Kubernetes HPA vs VPA: Autoscaling Explained
Compare Kubernetes Horizontal Pod Autoscaler and Vertical Pod Autoscaler for capacity, cost, latency, resource requests, and safer production scaling.
Autoscaling should match the shape of demand
Kubernetes autoscaling helps applications respond to changing load without constant manual intervention. The Horizontal Pod Autoscaler, or HPA, changes how many pod replicas run. The Vertical Pod Autoscaler, or VPA, recommends or changes CPU and memory requests for pods. Both can improve reliability and cost, but they solve different problems.
The decision starts with workload behavior. Some services need more replicas when traffic rises. Others need larger pods because each unit of work requires more memory or CPU. Many production systems need both capacity planning and scaling rules, but applying both blindly can create surprises.
HPA adds or removes replicas
HPA is often used for stateless web services, API workers, and queue consumers. It can scale based on CPU, memory, custom metrics, or external metrics such as request rate and queue depth. When traffic increases, Kubernetes can add pods. When traffic falls, it can remove pods.
Horizontal scaling works best when pods are interchangeable and startup time is reasonable. If a service takes several minutes to become ready, HPA may react too slowly to sudden spikes. Readiness probes, graceful shutdown, and sensible minimum replicas are part of a good HPA setup.
- Use HPA for stateless workloads that can add replicas safely.
- Use VPA to tune resource requests when pods are consistently over- or under-sized.
- Avoid aggressive scale-down rules that create instability.
- Measure user-facing latency, not only CPU usage.
VPA adjusts pod resource requests
VPA observes resource usage and recommends better CPU and memory requests. This is useful when teams guess too high or too low. Over-requesting wastes cluster capacity. Under-requesting causes throttling, eviction, and noisy-neighbor problems. VPA can help find more realistic values.

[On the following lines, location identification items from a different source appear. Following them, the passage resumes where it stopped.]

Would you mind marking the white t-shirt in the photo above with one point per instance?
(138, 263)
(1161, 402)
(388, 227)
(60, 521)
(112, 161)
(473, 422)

In some modes, VPA may recreate pods to apply new requests. That can be disruptive for workloads that cannot restart freely. Many teams start with recommendation mode, review the data, then decide whether automatic updates are safe for a given workload.
HPA and VPA can conflict
If HPA scales on CPU utilization and VPA changes CPU requests, the denominator changes. That can make HPA behavior harder to predict. Kubernetes has ways to combine them carefully, but teams should understand the interaction. Autoscaling is a control system, and control systems can oscillate when signals fight each other.
For queue workers, scaling on queue depth or queue age may be more meaningful than CPU. For APIs, request rate, latency, or saturation metrics may better reflect user experience. Pick metrics that represent demand and pain, not just the easiest chart to access.
Autoscaling needs guardrails
Set minimums, maximums, cooldowns, resource quotas, and alerts. A bug can create traffic that causes runaway scaling and cost. A bad dependency can make pods slow, which triggers scaling that increases pressure on the dependency. Autoscaling should protect the service without hiding deeper problems. Review scaling behavior after real incidents and traffic events, not only during setup.